Solche Zahlen sollten eine gesellschaftliche Diskussion auslösen, die über Bildschirmzeit und elterliche Verbote hinausgeht. Wenn digitale Angebote bewusst möglichst einfach, attraktiv und dauerhaft nutzbar gestaltet werden, stellt sich auch die Frage, ob Minderjährige ausreichend vor Mechanismen geschützt werden, die auf maximale Aufmerksamkeit ausgerichtet sind.
Nachrichten können selbst Teil des Problems werden
Auch klassische Medien sollten sich der Kritik nicht entziehen. Nachrichtenportale stehen ebenfalls im Wettbewerb um Klicks, Reichweite und Aufmerksamkeit. Dramatische Überschriften, Live-Ticker, Push-Mitteilungen und immer neue Aktualisierungen können das Gefühl vermitteln, ständig müsse etwas überprüft werden.
Das erzeugt ein paradoxes Verhältnis zu Nachrichten: Menschen wollen informiert sein, fühlen sich nach intensivem Nachrichtenkonsum aber möglicherweise nicht besser informiert, sondern hilfloser.
Zwanzig Meldungen über dieselbe Krise bedeuten schließlich nicht automatisch zwanzigmal mehr Erkenntnis.
Zwischen Information und Überforderung
Problematisch wird Doomscrolling spätestens dann, wenn Nachrichten nicht mehr hauptsächlich der Information dienen, sondern den Alltag beherrschen. Schlafprobleme, Konzentrationsschwierigkeiten, Grübeln und Stress können mögliche Folgen eines dauerhaft belastenden Medienkonsums sein.
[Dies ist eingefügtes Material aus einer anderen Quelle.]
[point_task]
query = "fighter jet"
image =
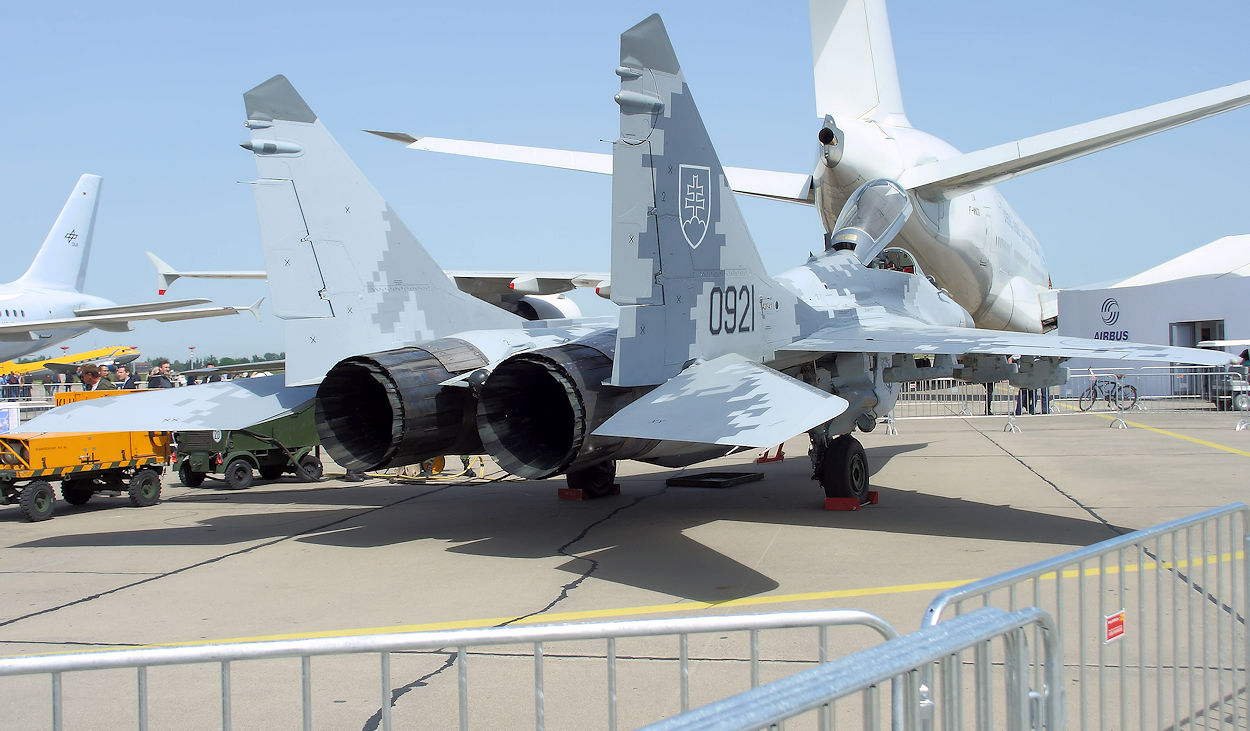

Dennoch sollte auch hier nicht vorschnell jeder intensive Smartphone-Gebrauch als „Sucht“ bezeichnet werden. Zwischen häufigem Scrollen, problematischem Nutzungsverhalten und einer tatsächlichen Abhängigkeit bestehen Unterschiede. Gerade bei einem gesellschaftlich so aufgeladenen Thema ist eine differenzierte Sprache wichtig.
Die unbequeme Frage lautet: Wer trägt Verantwortung?
Die Debatte über Doomscrolling darf deshalb nicht beim einzelnen Nutzer enden. Verantwortung verteilt sich auf mehrere Seiten: Nutzer müssen lernen, Grenzen zu setzen. Eltern und Schulen müssen Medienkompetenz vermitteln. Plattformbetreiber müssen sich Fragen zur Gestaltung ihrer Algorithmen gefallen lassen. Politik und Wissenschaft müssen untersuchen, wo Schutzregeln erforderlich sind. Und auch Medien sollten kritisch prüfen, ob jede Pushmeldung wirklich notwendig ist.
Denn Doomscrolling ist möglicherweise weniger eine schlechte Angewohnheit einzelner Menschen als ein Symptom einer größeren Veränderung unserer Informationsgesellschaft.
Früher bestand das Problem darin, an Informationen zu gelangen. Heute besteht es zunehmend darin, dem permanenten Strom aus Informationen wieder entkommen zu können.
Und genau deshalb sollte die Diskussion nicht nur lauten: „Warum können die Menschen ihr Smartphone nicht weglegen?“ Die wesentlich kritischere Frage ist: Warum haben wir digitale Systeme geschaffen, bei denen es so schwer geworden ist, genau das zu tun?